I RECKON about now you may be thinking "Well, that's interesting enough, but so what?"

Here's what. And in this case "what" comes in this article from the New Orleans Times-Picayune:
Gov. Bobby Jindal would sign a bill requiring presidential candidates to provide a copy of their birth certificate to qualify for the Louisiana ballot if it reaches his desk, a spokesman said Monday.

"It's not part of our package, but if the Legislature passes it we'll sign it," press secretary Kyle Plotkin said.

House Bill 561 was filed last week by two Republican lawmakers. President Barack Obama's citizenship has been challenged by some groups, derisively called "birthers," despite numerous independent investigations finding that documents and contemporary news reports show that Obama was born in Hawaii.

The bill by state Rep. Alan Seabaugh, R-Shreveport, and Sen. A.G. Crowe, R-Slidell, would require federal candidates who want to appear on Louisiana ballots to file an affidavit attesting to their citizenship, which would have to be accompanied by an "original or certified copy" of their birth certificate.

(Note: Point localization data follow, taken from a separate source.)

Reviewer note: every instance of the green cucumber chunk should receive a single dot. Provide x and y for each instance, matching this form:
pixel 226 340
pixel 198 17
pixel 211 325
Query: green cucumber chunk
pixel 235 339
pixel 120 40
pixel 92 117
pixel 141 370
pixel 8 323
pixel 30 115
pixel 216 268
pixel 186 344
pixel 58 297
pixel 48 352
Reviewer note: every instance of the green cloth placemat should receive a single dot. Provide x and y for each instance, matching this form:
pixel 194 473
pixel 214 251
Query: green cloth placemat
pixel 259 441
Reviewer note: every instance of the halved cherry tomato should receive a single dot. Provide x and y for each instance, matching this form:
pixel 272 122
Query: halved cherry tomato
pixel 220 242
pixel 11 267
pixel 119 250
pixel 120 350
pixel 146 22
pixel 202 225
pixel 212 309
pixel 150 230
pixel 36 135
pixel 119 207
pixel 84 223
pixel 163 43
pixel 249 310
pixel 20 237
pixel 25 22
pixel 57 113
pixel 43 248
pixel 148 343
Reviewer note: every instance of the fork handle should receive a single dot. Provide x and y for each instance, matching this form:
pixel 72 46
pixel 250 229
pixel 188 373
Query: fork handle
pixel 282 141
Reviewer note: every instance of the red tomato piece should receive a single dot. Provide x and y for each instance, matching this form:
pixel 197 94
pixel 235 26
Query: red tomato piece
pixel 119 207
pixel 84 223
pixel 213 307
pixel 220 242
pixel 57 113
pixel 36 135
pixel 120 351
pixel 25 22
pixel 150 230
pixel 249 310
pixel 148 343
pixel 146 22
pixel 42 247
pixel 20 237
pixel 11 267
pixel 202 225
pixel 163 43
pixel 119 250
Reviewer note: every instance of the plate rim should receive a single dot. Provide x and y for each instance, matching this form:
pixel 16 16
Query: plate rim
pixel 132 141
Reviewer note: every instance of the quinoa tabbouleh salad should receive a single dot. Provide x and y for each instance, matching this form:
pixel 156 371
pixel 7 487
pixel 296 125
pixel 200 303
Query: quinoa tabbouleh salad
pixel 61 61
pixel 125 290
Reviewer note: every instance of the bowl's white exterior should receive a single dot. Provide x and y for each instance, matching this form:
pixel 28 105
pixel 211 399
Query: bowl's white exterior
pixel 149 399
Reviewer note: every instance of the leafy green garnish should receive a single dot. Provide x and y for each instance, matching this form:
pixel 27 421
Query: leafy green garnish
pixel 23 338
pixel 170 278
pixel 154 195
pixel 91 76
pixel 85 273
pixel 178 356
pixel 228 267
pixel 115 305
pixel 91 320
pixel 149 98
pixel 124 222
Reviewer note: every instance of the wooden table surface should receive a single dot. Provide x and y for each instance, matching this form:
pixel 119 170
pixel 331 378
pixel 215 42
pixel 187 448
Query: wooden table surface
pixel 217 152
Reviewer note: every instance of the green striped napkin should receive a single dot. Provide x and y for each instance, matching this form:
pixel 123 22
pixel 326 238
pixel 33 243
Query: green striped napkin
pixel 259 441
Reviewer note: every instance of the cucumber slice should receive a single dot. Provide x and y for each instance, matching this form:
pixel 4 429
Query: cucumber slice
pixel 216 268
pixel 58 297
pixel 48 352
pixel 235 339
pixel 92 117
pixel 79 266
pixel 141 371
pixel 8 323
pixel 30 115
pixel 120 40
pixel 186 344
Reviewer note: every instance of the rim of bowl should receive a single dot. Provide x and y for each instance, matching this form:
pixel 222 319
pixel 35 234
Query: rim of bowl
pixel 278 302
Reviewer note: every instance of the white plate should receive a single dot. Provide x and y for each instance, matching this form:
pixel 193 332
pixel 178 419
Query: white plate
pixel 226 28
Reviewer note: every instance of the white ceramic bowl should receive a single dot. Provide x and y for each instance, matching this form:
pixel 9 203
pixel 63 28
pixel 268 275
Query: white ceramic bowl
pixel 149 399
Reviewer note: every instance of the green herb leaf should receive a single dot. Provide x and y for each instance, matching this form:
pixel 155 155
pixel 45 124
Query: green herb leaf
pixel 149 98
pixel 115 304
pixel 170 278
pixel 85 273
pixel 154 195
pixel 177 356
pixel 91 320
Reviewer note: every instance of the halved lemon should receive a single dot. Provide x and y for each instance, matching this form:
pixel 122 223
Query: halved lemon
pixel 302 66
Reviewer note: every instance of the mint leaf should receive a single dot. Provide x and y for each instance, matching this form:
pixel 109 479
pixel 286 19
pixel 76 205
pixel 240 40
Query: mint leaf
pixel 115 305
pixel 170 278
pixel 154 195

The requirement also would apply to candidates for U.S. Senate or the House of Representatives.

A similar bill was recently passed by the Arizona legislature.

THUS you have the only-in-Louisiana spectacle of Piyush "Bobby" Jindal, the self-hatin' foreign-ish fellow who fought against prejudice and overcame his Otherness to, in 2007, be elected the Gret Stet's first non-white governor since Reconstruction . . . only to throw his support to a "birther" bill that's aimed squarely at people just like him.

Now let me say that I believe Piyush Jindal was born in this country. I have no doubt about that -- despite all the talk about monkey gods and burnin' girl babies because they ain't as good as boy babies. I believe the man is just as American as the next funny lookin' dude with an oddball name who gets elected to high office.

Which means that I believe -- believe with all my heart -- that Piyush "Bobby" Jindal is an all-American tool. A self-hating tool . . . but an all-American self-hating tool nonetheless.


And, no, you can't make this s*** up.